The tongue is the devil’s favorite organ, Mum always said.  In my girlhood if one sister snitched on another she was shunned by the rest for a week.  A firing squad was too good for her.
 There were nine of us, all girls (I’m exactly in the middle).  The odds against nine girls in a row are 256 to 1.  Mum said that meant that chance would always favor us.  Maybe so; meanwhile, our house on Albemarle Road in Godolphin, Massachusetts was falling apart.  The rugs had holes.  “We get such interesting glimpses of the floorboards,” Mum said.  Not a single window hung true.  But the place was big, with five bedrooms on the second floor.  In the attic there was a bed and a dresser.  Mum called the attic “finished.”  “Done in,” my oldest sister sassed—but she was happy to move up there during high school, above the noise of the household, keeping company with the birds and squirrels in the neighborhood trees.  She became an elementary school science teacher, maybe because of her early friendship with wildlife.

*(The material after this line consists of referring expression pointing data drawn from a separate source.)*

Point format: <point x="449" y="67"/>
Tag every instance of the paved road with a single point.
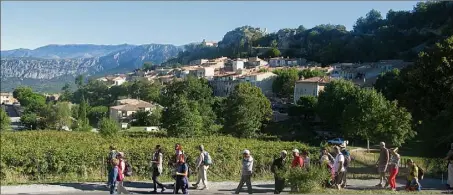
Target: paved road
<point x="260" y="187"/>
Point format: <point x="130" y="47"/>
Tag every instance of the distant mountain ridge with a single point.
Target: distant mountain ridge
<point x="57" y="62"/>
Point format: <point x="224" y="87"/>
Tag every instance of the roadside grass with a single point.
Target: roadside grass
<point x="363" y="165"/>
<point x="373" y="191"/>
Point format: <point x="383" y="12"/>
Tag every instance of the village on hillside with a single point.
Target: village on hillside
<point x="223" y="74"/>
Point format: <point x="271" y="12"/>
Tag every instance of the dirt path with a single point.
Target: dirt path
<point x="259" y="187"/>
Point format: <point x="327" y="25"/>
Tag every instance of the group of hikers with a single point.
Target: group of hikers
<point x="388" y="161"/>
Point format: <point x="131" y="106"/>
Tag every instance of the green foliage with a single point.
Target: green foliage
<point x="60" y="115"/>
<point x="199" y="95"/>
<point x="370" y="116"/>
<point x="333" y="101"/>
<point x="148" y="118"/>
<point x="246" y="111"/>
<point x="108" y="127"/>
<point x="364" y="114"/>
<point x="147" y="66"/>
<point x="182" y="119"/>
<point x="283" y="85"/>
<point x="308" y="181"/>
<point x="145" y="90"/>
<point x="30" y="120"/>
<point x="95" y="114"/>
<point x="53" y="156"/>
<point x="273" y="52"/>
<point x="307" y="73"/>
<point x="305" y="108"/>
<point x="32" y="102"/>
<point x="5" y="122"/>
<point x="390" y="84"/>
<point x="82" y="120"/>
<point x="67" y="93"/>
<point x="95" y="92"/>
<point x="79" y="81"/>
<point x="401" y="35"/>
<point x="21" y="92"/>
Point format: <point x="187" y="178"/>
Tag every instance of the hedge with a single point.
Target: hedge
<point x="55" y="156"/>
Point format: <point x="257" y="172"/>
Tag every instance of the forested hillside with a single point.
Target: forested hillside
<point x="398" y="34"/>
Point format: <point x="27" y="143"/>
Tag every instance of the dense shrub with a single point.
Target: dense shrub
<point x="46" y="156"/>
<point x="307" y="181"/>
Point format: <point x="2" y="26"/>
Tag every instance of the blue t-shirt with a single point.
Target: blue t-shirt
<point x="182" y="168"/>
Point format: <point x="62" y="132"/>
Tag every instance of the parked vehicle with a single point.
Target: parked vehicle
<point x="338" y="141"/>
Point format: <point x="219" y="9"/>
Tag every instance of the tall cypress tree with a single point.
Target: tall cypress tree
<point x="83" y="119"/>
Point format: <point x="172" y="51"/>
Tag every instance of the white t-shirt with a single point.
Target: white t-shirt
<point x="338" y="159"/>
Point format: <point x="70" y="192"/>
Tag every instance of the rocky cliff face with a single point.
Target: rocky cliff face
<point x="60" y="61"/>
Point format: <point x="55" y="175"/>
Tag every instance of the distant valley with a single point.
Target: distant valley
<point x="49" y="67"/>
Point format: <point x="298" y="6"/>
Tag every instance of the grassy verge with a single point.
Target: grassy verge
<point x="363" y="165"/>
<point x="52" y="156"/>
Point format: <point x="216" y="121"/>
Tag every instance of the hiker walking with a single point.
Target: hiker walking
<point x="203" y="162"/>
<point x="382" y="164"/>
<point x="413" y="177"/>
<point x="181" y="175"/>
<point x="121" y="170"/>
<point x="157" y="168"/>
<point x="347" y="161"/>
<point x="278" y="165"/>
<point x="113" y="175"/>
<point x="247" y="170"/>
<point x="449" y="158"/>
<point x="327" y="160"/>
<point x="338" y="166"/>
<point x="394" y="164"/>
<point x="112" y="155"/>
<point x="306" y="159"/>
<point x="297" y="160"/>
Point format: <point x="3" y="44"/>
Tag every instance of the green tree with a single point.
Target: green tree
<point x="182" y="118"/>
<point x="390" y="84"/>
<point x="274" y="43"/>
<point x="79" y="81"/>
<point x="96" y="113"/>
<point x="32" y="102"/>
<point x="82" y="120"/>
<point x="371" y="117"/>
<point x="307" y="73"/>
<point x="333" y="101"/>
<point x="62" y="115"/>
<point x="283" y="85"/>
<point x="307" y="106"/>
<point x="146" y="90"/>
<point x="273" y="52"/>
<point x="108" y="127"/>
<point x="148" y="118"/>
<point x="199" y="91"/>
<point x="30" y="120"/>
<point x="5" y="121"/>
<point x="67" y="93"/>
<point x="147" y="66"/>
<point x="429" y="93"/>
<point x="246" y="111"/>
<point x="22" y="92"/>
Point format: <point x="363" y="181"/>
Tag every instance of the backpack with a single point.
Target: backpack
<point x="112" y="155"/>
<point x="127" y="169"/>
<point x="207" y="159"/>
<point x="421" y="173"/>
<point x="188" y="171"/>
<point x="347" y="158"/>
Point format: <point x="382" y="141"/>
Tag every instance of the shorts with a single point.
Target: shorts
<point x="382" y="168"/>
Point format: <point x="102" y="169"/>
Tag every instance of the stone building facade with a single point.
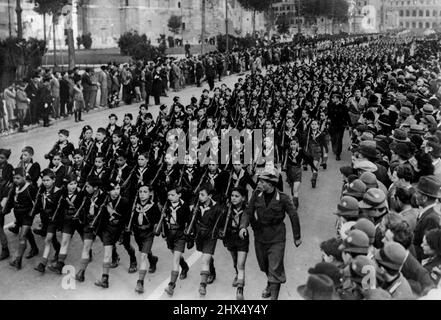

We were all encouraged to prepare for useful professions—teaching, nursing, dietary counseling, public service like our poor dead father the fireman.  Marjorie did scamper right out of pharmacy school into the advertising business.  She was our rebel: smoking cigars behind the garage, drawing caricatures of our aunts on the insides of dresser drawers.  “I’m telling!” I used to threaten—but of course I never did.  Marjorie went to New York and became a copywriter and then a boss of many copywriters.  “Advertising is useful too,” Mum said.  “How else would we know which products to mistrust.”
We learned to cook and clean and wash and iron and tend our numerous young cousins.  All of us, even Marjorie, loved to shell peas, scour the stove, fold sheets.  As far as I know—and I’ve been a nurse for twenty years—there is no pill that can give you the peace of those activities.  My sister the lab technician agrees.
Each of us thought she was Mum’s favorite.  I was really the special one, though.  Chance hadn’t favored me so much.  “I’m not pretty and I can’t flatter,” I once sobbed into her lap.  I was seventeen.  She ran her hand along the back of my head again and again.  “You are trustworthy and you are tolerant,” she said at last.  I calmed down.